Shortly after the Aurora massacre, The New York Times headlined that the atrocity was "Reviving Debate." What debate is the Times talking about? Five paragraphs into its story, the Times elaborated, "The nation was plunged into another debate about guns and violence." Actually, the Times, along with the other brain-dead liberals, wishes that the nation would be "plunged into another debate about guns and violence," but the debate is in the eyes of the beholders. There are now over 200 million guns in America. The time for debate was around 1900, and does anyone think that western cowboys, for instance, would have given up their guns easily? Perhaps among thoughtful people, the debates would never have taken place. Today Americans cannot even secure their borders. How are we going to collect all those guns? My guess is that if there is a debate, it will be among liberals. The rest of the country does not know what to do about public massacres. That is a problem. The liberals' solution is no solution at all.

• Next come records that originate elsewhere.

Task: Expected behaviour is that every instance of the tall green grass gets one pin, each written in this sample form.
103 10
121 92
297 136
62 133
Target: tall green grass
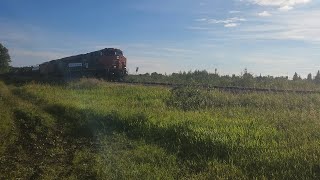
119 131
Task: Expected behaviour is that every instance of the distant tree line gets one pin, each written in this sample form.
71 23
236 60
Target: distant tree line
246 79
4 59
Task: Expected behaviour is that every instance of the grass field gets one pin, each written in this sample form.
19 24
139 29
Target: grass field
97 130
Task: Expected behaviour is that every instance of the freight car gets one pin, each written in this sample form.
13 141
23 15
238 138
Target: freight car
107 63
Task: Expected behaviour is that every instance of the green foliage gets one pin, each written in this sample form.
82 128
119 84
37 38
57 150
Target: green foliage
96 130
4 59
246 79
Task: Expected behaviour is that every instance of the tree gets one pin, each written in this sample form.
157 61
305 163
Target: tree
4 59
317 77
309 78
296 77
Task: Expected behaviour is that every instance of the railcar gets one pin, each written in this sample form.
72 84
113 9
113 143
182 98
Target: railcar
109 63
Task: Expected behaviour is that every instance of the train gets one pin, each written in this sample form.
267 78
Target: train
108 63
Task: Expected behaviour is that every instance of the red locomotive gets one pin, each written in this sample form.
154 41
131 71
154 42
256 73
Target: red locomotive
107 63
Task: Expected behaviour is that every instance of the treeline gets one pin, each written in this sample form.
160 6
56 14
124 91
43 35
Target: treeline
246 79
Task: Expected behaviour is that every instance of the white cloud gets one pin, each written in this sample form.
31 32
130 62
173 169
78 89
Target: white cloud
201 19
264 14
281 4
302 26
230 22
285 8
234 12
230 25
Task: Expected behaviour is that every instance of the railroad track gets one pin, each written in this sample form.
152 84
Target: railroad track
227 88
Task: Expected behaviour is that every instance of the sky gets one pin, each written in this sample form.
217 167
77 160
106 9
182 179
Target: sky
268 37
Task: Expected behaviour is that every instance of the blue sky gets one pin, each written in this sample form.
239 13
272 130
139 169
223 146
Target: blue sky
271 37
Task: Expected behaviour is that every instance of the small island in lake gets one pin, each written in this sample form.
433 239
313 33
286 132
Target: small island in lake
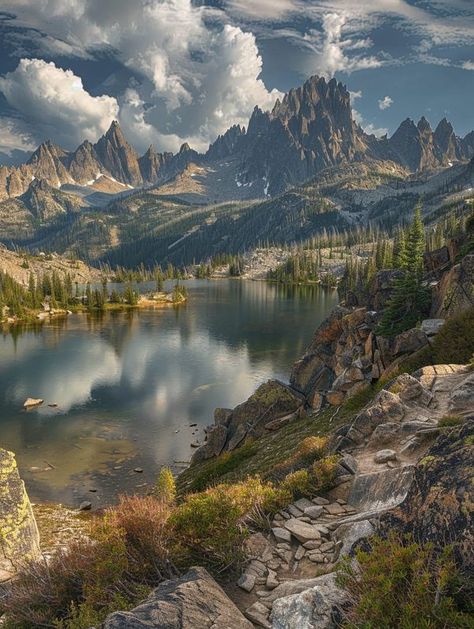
50 296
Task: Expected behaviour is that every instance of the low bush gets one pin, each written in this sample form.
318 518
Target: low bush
210 527
221 465
449 421
319 477
310 449
143 523
165 489
399 583
454 343
90 573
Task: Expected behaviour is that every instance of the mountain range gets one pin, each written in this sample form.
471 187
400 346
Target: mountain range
304 167
312 128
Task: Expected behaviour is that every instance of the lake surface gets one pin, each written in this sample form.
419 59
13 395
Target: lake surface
128 385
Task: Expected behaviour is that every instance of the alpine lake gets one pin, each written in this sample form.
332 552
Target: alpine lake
129 391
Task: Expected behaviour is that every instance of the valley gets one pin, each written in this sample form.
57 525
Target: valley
238 381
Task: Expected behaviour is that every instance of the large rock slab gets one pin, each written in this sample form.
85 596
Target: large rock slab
272 400
303 531
461 399
19 533
192 601
455 290
215 442
311 609
409 342
438 505
380 491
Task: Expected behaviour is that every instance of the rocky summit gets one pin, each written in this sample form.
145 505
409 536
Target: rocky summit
310 129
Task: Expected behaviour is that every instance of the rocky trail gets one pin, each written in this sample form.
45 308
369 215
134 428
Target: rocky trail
288 582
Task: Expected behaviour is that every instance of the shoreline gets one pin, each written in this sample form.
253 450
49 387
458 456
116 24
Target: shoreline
42 316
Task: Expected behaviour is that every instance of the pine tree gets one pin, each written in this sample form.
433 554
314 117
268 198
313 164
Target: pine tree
410 298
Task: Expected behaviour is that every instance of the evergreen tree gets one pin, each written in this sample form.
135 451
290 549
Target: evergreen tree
410 297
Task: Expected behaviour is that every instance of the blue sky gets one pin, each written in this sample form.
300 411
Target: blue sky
176 70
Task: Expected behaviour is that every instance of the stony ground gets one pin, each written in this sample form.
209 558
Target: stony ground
21 266
309 536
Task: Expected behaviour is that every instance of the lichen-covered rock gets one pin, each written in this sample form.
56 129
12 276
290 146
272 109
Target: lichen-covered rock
455 290
381 288
271 401
215 442
194 600
439 505
410 341
462 397
19 537
386 407
313 608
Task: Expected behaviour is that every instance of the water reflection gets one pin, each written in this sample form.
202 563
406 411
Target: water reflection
128 385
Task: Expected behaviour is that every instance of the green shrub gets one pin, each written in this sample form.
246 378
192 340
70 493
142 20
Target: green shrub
319 477
310 449
449 421
165 489
454 343
143 522
221 465
210 527
88 572
401 584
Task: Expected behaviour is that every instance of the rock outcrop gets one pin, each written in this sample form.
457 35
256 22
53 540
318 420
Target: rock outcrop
439 505
19 537
311 129
273 405
194 600
454 291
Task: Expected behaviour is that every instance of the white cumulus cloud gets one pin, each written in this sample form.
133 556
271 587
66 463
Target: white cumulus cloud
385 102
55 102
193 76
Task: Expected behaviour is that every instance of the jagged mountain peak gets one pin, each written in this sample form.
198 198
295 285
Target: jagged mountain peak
423 125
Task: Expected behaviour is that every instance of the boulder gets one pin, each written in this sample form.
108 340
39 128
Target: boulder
281 534
431 327
19 533
271 401
349 534
258 614
409 342
411 390
434 261
386 407
335 398
380 289
314 608
215 442
438 505
222 416
313 512
455 290
384 434
303 531
30 402
246 582
461 399
193 600
383 456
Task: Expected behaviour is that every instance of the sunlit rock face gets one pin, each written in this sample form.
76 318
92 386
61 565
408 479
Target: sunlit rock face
19 537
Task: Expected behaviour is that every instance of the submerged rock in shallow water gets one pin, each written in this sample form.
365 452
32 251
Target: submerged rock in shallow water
19 533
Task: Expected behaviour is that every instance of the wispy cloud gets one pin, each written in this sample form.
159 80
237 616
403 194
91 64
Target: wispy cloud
385 102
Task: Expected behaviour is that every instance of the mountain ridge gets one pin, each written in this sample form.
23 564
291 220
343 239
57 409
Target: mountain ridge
310 129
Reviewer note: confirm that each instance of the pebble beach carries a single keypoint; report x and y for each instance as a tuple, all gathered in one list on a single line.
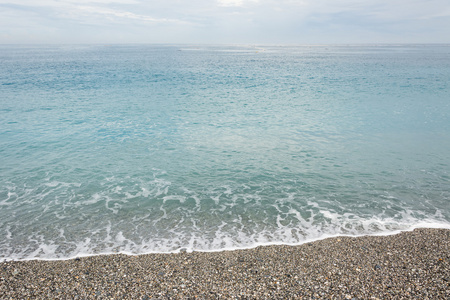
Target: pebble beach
[(409, 265)]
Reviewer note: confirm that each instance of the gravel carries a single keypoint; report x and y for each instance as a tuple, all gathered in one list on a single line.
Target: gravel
[(409, 265)]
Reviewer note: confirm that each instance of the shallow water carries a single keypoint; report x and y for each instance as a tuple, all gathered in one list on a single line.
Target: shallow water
[(143, 149)]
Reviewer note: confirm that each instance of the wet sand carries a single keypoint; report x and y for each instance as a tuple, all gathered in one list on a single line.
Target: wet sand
[(409, 265)]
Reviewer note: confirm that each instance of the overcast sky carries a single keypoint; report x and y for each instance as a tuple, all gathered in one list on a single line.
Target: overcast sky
[(225, 21)]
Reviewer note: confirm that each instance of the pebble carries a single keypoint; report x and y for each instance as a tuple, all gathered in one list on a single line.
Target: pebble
[(408, 265)]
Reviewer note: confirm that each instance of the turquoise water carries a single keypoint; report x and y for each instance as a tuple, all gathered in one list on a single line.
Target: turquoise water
[(141, 149)]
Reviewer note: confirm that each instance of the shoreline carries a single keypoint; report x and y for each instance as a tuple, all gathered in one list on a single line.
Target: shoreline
[(409, 264)]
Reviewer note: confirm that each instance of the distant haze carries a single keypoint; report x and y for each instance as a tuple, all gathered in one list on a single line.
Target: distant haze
[(224, 21)]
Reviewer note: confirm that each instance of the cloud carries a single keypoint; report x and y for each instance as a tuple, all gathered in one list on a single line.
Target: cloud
[(235, 3), (224, 21)]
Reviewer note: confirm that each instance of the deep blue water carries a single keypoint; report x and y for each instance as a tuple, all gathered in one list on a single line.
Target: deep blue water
[(141, 149)]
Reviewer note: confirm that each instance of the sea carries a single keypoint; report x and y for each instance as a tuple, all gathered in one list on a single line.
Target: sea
[(166, 148)]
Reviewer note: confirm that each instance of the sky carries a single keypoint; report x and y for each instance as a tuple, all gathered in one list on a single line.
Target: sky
[(224, 21)]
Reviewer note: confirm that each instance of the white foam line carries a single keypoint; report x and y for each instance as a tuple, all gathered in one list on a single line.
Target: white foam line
[(434, 225)]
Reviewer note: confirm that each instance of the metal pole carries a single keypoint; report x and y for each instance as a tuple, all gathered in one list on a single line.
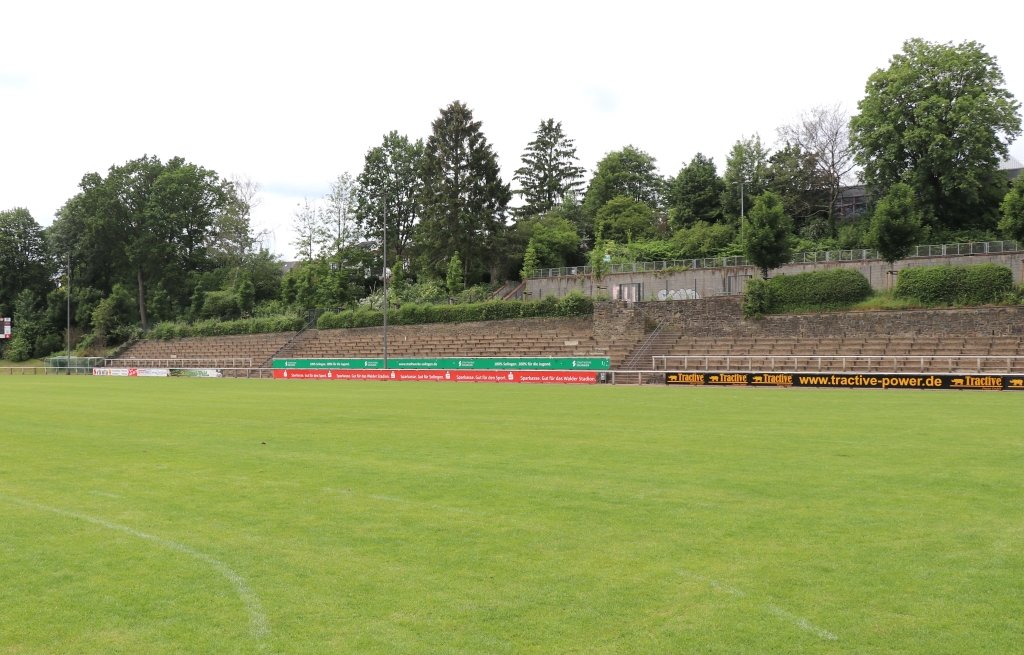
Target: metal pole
[(68, 333), (384, 227), (740, 199)]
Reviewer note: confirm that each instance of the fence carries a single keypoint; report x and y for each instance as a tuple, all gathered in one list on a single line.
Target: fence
[(951, 250), (181, 362), (845, 363)]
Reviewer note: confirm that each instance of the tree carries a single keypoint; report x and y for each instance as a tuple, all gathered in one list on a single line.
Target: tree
[(24, 262), (309, 234), (454, 280), (765, 233), (745, 175), (624, 219), (939, 119), (552, 236), (232, 236), (794, 174), (145, 224), (896, 224), (823, 133), (529, 262), (390, 185), (464, 201), (338, 219), (629, 172), (549, 173), (695, 193), (1012, 211)]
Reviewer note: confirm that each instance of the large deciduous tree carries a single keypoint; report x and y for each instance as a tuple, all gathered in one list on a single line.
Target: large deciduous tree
[(1012, 211), (549, 170), (24, 262), (745, 175), (390, 185), (695, 193), (765, 233), (939, 119), (823, 134), (338, 217), (896, 224), (147, 224), (629, 172), (793, 173), (464, 201)]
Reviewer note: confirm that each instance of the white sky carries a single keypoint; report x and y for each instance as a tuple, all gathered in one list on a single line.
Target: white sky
[(291, 94)]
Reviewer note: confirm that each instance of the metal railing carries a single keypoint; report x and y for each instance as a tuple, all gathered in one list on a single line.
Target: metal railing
[(181, 362), (846, 363), (857, 255)]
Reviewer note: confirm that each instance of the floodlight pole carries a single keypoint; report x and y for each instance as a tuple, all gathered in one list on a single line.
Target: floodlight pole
[(68, 332), (384, 274)]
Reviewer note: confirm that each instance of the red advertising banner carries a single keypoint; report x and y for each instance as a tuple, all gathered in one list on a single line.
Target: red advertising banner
[(320, 374), (521, 377)]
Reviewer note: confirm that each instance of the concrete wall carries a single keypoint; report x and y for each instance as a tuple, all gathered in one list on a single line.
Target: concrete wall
[(723, 316), (709, 282)]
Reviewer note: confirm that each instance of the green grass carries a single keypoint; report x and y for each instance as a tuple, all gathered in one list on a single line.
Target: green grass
[(223, 516)]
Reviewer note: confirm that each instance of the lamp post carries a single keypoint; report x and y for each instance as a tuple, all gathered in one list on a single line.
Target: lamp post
[(68, 331), (385, 275)]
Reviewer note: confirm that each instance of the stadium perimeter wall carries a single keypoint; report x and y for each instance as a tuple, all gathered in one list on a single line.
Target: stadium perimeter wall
[(709, 282), (723, 315)]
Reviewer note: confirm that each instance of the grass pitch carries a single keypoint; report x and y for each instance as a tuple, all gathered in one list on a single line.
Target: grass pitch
[(221, 516)]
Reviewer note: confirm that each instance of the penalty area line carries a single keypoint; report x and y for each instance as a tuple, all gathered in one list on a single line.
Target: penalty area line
[(258, 625), (774, 610)]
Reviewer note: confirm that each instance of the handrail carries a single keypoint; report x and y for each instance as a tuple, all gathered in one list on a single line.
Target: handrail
[(817, 257)]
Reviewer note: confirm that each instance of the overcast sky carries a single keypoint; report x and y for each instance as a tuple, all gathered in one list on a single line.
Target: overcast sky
[(292, 94)]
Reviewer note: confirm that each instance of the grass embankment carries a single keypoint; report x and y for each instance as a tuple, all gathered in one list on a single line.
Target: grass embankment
[(173, 516)]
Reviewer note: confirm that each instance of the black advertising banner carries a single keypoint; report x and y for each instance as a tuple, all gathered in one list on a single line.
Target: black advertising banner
[(847, 381)]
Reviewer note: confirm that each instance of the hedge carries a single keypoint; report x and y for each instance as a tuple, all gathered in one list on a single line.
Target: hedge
[(834, 289), (571, 305), (975, 285)]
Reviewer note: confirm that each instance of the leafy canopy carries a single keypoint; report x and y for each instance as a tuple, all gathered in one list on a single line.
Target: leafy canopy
[(549, 172), (765, 233)]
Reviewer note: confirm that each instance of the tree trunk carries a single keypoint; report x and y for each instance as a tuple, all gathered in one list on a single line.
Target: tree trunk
[(141, 300)]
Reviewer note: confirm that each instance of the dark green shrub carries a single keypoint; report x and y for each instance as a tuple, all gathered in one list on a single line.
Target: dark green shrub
[(212, 328), (576, 304), (819, 290), (224, 305), (572, 305), (834, 289), (954, 285), (984, 284), (757, 298)]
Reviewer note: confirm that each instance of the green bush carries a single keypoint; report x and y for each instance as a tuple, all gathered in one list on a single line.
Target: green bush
[(955, 285), (834, 289), (572, 305), (825, 290), (224, 305), (576, 304)]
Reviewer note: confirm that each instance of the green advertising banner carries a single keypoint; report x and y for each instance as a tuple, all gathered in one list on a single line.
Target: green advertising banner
[(848, 380), (453, 363)]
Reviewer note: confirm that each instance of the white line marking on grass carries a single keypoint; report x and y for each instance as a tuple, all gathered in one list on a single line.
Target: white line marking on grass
[(394, 498), (774, 610), (258, 625), (801, 622)]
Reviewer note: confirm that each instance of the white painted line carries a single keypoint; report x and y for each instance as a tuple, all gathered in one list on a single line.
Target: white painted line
[(258, 625), (774, 610)]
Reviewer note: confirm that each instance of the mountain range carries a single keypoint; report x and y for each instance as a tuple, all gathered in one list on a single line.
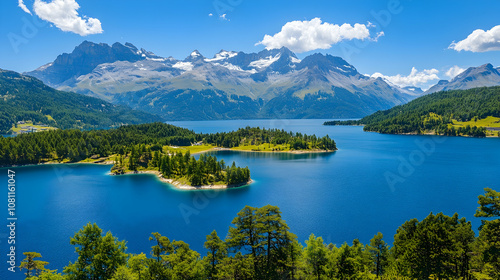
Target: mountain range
[(24, 98), (231, 85)]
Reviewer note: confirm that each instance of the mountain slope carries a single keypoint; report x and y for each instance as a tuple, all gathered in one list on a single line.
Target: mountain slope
[(26, 98), (483, 76), (231, 85), (455, 112)]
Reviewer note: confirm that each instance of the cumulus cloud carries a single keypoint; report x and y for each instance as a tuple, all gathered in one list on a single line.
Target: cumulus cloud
[(23, 6), (479, 41), (303, 36), (454, 71), (416, 78), (64, 15)]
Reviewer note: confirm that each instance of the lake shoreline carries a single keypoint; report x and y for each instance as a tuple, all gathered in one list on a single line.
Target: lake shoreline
[(182, 186)]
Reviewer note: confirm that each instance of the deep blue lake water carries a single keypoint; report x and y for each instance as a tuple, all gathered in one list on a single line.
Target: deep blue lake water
[(373, 183)]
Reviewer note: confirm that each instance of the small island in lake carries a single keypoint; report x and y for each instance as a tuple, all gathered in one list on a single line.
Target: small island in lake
[(159, 148)]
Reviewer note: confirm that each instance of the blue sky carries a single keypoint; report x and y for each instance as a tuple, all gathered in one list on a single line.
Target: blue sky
[(416, 34)]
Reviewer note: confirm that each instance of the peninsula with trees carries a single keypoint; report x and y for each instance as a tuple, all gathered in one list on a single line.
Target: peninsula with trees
[(158, 148), (473, 112)]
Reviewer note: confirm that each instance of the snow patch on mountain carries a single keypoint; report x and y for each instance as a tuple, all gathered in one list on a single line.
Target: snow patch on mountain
[(221, 56)]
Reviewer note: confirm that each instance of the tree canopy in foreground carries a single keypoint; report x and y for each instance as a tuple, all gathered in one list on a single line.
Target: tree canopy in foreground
[(260, 245)]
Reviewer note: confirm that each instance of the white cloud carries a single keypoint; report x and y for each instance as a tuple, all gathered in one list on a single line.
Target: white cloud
[(186, 66), (303, 36), (416, 78), (479, 41), (454, 71), (23, 6), (380, 34), (64, 15)]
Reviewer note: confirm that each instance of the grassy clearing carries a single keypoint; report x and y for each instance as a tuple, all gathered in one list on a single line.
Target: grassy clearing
[(191, 149), (263, 148)]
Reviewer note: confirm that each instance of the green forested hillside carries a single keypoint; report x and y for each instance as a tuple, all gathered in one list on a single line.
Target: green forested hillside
[(23, 98), (75, 145), (471, 112)]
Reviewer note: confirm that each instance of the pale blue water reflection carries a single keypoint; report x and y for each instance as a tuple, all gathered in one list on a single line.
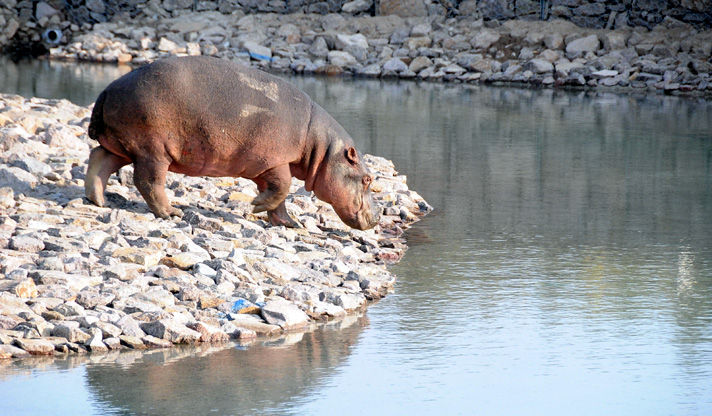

Back in 1955, in Chicago, about the time of the famous Schuessler-Peterson murders, I heard a famous police reporter tell my parents that reporters of his era reported on such grisly crimes reticently. They did not reveal things that they knew might betray the investigators' plans to investigate the murder. And another thing -- they did not write much about the perpetrator of the crime once he was nabbed. They knew the creep and others like him were encouraged to undertake "copycat" crimes.
Right now, I fear that we may be at a point where copycats are planning to outdo Holmes and his colleagues. Let us leave them to sulk in their lonely cells. After all, there really is not much to say about them that is very interesting.